The invention discloses a high-dimension space mapping-based K harmonic mean clustering method. In the method, supposing that sample data has had a space vector form, the space vector data is mapped to a higher-dimension space and then K harmonic mean is introduced to perform data clustering; and the method specifically comprises the following steps of: (1) processing data; (2) selecting an initialization clustering center of the data; (3) mapping a distance measure to the high-dimension space; (4) substituting the mapped distance measure to calculate a harmonic distance of a data sample; (5) performing K mean clustering by taking the harmonic distance as the distance measure; and (6) outputting a result.

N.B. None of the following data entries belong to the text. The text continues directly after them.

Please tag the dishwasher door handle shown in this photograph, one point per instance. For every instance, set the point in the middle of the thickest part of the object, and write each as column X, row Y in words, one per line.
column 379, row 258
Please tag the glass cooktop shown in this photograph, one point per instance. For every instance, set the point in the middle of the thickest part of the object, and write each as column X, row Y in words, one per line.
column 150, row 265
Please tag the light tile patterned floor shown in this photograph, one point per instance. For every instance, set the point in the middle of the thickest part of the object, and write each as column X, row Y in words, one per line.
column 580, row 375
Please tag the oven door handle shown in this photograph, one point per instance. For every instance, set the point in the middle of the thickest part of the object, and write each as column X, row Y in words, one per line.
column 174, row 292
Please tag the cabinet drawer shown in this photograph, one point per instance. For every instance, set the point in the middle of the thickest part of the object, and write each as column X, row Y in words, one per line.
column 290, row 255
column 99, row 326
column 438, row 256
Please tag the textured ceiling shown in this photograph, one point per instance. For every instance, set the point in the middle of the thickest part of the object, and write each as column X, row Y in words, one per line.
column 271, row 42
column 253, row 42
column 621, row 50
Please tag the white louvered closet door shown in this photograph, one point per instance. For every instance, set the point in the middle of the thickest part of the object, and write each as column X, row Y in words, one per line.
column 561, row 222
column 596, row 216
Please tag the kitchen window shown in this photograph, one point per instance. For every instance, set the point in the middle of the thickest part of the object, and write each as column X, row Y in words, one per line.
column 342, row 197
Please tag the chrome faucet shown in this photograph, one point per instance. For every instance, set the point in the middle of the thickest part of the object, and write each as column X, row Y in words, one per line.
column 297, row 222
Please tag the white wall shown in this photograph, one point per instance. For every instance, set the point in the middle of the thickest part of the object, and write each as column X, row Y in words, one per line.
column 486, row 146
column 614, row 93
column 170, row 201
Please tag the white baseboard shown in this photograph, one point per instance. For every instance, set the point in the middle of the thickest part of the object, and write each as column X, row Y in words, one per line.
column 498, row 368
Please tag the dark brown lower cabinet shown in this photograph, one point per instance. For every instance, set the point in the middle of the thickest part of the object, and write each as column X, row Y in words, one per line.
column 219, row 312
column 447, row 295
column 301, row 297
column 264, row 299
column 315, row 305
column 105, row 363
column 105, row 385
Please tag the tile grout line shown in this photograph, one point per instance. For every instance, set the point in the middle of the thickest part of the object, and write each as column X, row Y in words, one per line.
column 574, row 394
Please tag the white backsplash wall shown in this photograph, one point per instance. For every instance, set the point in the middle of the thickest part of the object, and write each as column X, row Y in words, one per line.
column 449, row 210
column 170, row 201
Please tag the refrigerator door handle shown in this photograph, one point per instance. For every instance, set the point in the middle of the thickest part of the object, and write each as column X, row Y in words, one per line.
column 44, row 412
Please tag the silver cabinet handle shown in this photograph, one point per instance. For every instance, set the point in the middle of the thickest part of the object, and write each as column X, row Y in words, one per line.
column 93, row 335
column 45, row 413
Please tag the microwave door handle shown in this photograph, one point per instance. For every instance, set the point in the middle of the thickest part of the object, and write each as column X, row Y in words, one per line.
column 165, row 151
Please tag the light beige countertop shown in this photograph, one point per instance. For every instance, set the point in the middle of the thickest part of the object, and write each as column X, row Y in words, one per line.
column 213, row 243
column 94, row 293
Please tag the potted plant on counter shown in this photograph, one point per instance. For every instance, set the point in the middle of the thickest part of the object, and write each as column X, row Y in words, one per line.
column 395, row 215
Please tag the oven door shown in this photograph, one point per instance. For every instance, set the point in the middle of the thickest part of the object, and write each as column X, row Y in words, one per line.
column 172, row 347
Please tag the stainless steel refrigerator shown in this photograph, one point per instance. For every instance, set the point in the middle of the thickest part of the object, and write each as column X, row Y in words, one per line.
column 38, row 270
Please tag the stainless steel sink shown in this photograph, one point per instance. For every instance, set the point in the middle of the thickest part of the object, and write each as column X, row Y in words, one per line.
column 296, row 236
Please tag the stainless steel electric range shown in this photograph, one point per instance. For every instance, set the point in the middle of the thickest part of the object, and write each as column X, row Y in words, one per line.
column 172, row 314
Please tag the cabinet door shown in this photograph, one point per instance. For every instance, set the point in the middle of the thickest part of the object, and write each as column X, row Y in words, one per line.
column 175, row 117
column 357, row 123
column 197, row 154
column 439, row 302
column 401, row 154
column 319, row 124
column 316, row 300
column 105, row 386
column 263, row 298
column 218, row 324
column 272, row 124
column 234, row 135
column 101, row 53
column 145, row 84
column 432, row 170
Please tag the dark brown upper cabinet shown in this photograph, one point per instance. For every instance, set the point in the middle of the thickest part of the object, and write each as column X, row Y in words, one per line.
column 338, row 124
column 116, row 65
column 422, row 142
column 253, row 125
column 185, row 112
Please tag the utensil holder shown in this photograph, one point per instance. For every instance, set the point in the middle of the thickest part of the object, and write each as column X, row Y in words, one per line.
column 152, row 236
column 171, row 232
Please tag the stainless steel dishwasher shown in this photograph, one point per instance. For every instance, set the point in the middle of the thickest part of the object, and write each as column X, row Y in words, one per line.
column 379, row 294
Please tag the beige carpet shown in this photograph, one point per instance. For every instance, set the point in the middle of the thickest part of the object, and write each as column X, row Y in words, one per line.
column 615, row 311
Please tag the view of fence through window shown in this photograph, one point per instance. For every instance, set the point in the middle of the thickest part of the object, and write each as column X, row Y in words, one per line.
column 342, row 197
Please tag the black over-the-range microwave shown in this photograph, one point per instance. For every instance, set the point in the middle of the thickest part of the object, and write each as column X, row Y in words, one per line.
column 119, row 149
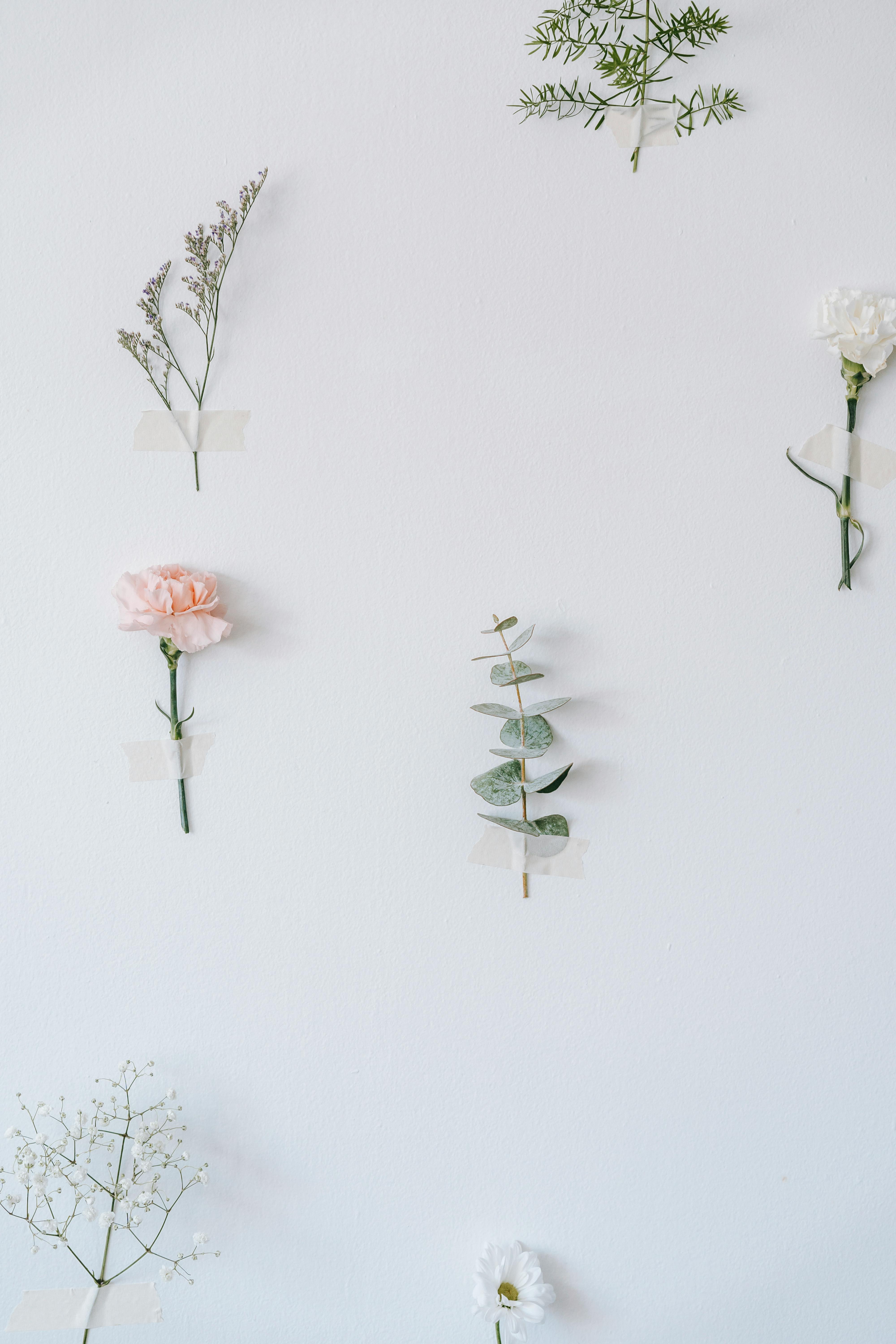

By using the method, the sensitivity of the conventional K mean algorithm on an initial value can be effectively improved, and clustering error caused by data aliasing is greatly improved.

Description

A kind of K harmomic mean clustering method based on the higher dimensional space mapping
Technical field
The present invention relates to computational science and Intelligent Information Processing field, especially data set is carried out the technology of cluster, specifically a kind of K harmomic mean clustering method based on the higher dimensional space mapping.
Background technology
Cluster analysis is the basis of further analysis and deal with data as a kind of data preprocessing method, and cluster analysis becomes indispensable important tool in handling large-scale data.At present; The most frequently used data clustering method is a K mean cluster method; Can solve the clustered demand in the Intelligent Information Processing process to a certain extent though experiment showed, this method, but this method is very responsive to the randomness of initialization cluster centre; And can't solve the data aliasing problem in the practical engineering application, so this method can not be applicable to the demand of current large-scale complex data clusters.Therefore active demand is a kind of very responsive and can solve the clustering method of data aliasing problem to the initialization center that clusters.
Summary of the invention
The object of the present invention is to provide a kind of K harmomic mean clustering method based on the higher dimensional space mapping, this method can make large-scale complex data clusters result stable and more accurate.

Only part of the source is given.